Several publications from other countries suggested high genetic homogeneity of S. aureus subsp. anaerobius isolates. Musa et al. (2010) found this in the sequences of catalase-encoding gene as they identified only a single mutation typical for African strains in comparison with European isolates. European and African strains have been found to share 13–15 mutations in the kat gene, and these subtle differences were regarded by de la Fuente et al. (2011) as related to the host adaptation. Elbir et al. (2013) found all 17 caprine S. aureus subsp. anaerobius strains from Sudan to harbor a single MLST-type ST1464, confirming high subspecies clonality. Similarly, MLST data obtained by de la Fuente et al. (2011) for 94 strains of S. aureus subsp. anaerobius isolated from small ruminants in Spain (n = 79), Italy (n = 9), Denmark (n = 3) and Sudan (n = 3) confirmed high genetic homogeneity as seen by PFGE and sharing of the same ST1464 type of MLST. In our study, we found that the goats in two Polish herds were infected with a single S. aureus subsp. anaerobius MLST clone assigned as ST4581 (Fig. 1). This MLST type is very similar to ST1464, commonly found in strains isolated worldwide, differing only by three point mutations. Furthermore, ST4581 found in our goats differs from a strain isolated in the Czech Republic by only one point mutation in the pta gene (ST3756). The Czech Republic is the neighbor country of Poland, with a border in the mountains, and exchange of small ruminants between flock owners could have taken place in the past. Further studies on whole genome sequences of strains originating from Poland and the Czech Republic might elucidate the character of changes in the view of the thesis of country specific host adaptation of isolates involved in Morel disease in small ruminants.
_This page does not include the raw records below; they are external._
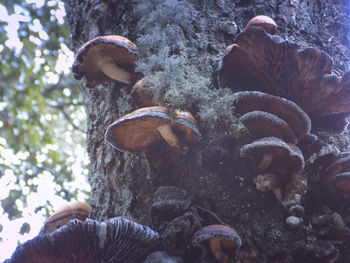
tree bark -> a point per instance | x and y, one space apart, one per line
125 183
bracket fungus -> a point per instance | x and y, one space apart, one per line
222 156
263 22
337 174
74 210
185 125
140 128
258 61
262 124
222 240
272 150
104 58
119 241
291 113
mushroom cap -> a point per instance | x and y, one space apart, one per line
287 110
286 155
120 241
341 182
75 210
185 124
142 95
138 129
262 124
263 22
111 49
230 240
257 61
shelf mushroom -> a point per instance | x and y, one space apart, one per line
248 101
337 174
223 241
119 241
263 22
139 129
259 61
75 210
269 150
104 58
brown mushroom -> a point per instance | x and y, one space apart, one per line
223 241
104 58
186 126
118 241
296 118
142 95
257 61
263 22
270 150
262 124
139 129
74 210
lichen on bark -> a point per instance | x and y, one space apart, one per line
125 183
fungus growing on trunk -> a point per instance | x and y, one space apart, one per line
104 58
258 61
119 241
222 240
263 22
262 124
139 129
74 210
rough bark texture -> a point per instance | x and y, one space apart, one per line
126 183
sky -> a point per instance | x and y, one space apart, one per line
46 185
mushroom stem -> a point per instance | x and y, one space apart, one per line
265 162
111 70
167 133
215 247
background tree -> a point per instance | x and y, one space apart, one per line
180 45
42 120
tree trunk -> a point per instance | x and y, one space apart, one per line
125 183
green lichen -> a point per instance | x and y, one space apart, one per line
170 59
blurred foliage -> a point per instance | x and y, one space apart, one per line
39 103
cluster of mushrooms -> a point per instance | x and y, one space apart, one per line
279 91
70 236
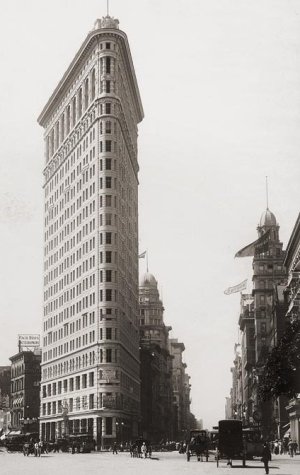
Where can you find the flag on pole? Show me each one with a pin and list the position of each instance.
(260, 245)
(236, 288)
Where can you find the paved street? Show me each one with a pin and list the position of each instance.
(161, 464)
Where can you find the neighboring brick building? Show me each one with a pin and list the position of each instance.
(25, 390)
(4, 398)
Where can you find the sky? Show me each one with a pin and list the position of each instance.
(219, 82)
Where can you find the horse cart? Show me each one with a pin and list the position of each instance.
(230, 442)
(197, 445)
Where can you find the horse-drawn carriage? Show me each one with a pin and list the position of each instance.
(230, 445)
(197, 444)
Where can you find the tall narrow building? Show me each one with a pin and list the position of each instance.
(268, 273)
(90, 362)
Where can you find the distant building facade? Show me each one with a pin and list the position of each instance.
(25, 390)
(156, 365)
(181, 390)
(261, 323)
(292, 263)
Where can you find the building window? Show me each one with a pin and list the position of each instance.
(108, 355)
(108, 64)
(86, 94)
(108, 295)
(80, 102)
(93, 84)
(108, 127)
(91, 401)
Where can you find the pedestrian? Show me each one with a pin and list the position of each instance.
(40, 447)
(291, 448)
(115, 448)
(144, 450)
(266, 457)
(36, 449)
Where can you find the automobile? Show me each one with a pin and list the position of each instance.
(197, 444)
(230, 441)
(81, 443)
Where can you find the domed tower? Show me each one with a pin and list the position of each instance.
(152, 327)
(156, 364)
(268, 273)
(268, 223)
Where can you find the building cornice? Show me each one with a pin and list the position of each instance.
(68, 77)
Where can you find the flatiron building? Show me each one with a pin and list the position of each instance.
(90, 360)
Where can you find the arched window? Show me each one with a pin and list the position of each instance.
(93, 88)
(108, 64)
(62, 127)
(68, 117)
(108, 127)
(74, 115)
(86, 93)
(80, 102)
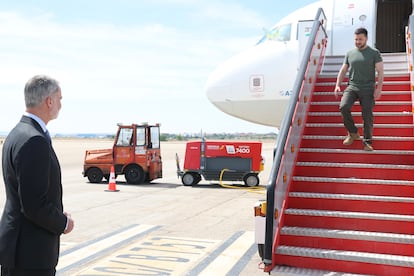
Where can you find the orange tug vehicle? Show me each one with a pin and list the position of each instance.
(135, 154)
(221, 160)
In conclusion, our finding supports previous findings about high genetic homogeneity of S. aureus subsp. anaerobius isolates. The MLST clone ST4581 variations found in this study have not been described elsewhere. However, it is identical to the ATCC 38844 strain isolated from a sheep in Spain. Thus far, this reference strain has not been genotyped with MLST method. As seen in Fig. 1, both MLST and RAPD were capable to differentiate the aureus and anaerobius substrains of S. aureus. As we described before (Szaluś-Jordanow et al. 2010), one animal with asymptomatic infection is sufficient to introduce the disease into a herd. In our case it was a male goat bought from Germany. It is possible that Morel’s disease is widespread in Europe, however, remains misdiagnosed for caseous lymphadenitis caused by Corynebacterium pseudotuberculosis. In Germany, where the male goat came from, Morel’s disease had not been even described.

Abscess disease was additionally confirmed to be a clonally spread as genetic similarity of analysed strains measured by RAPD fingerprinting was almost identical which is consistent with earlier studies (Szaluś-Jordanow et al. 2011, 2013).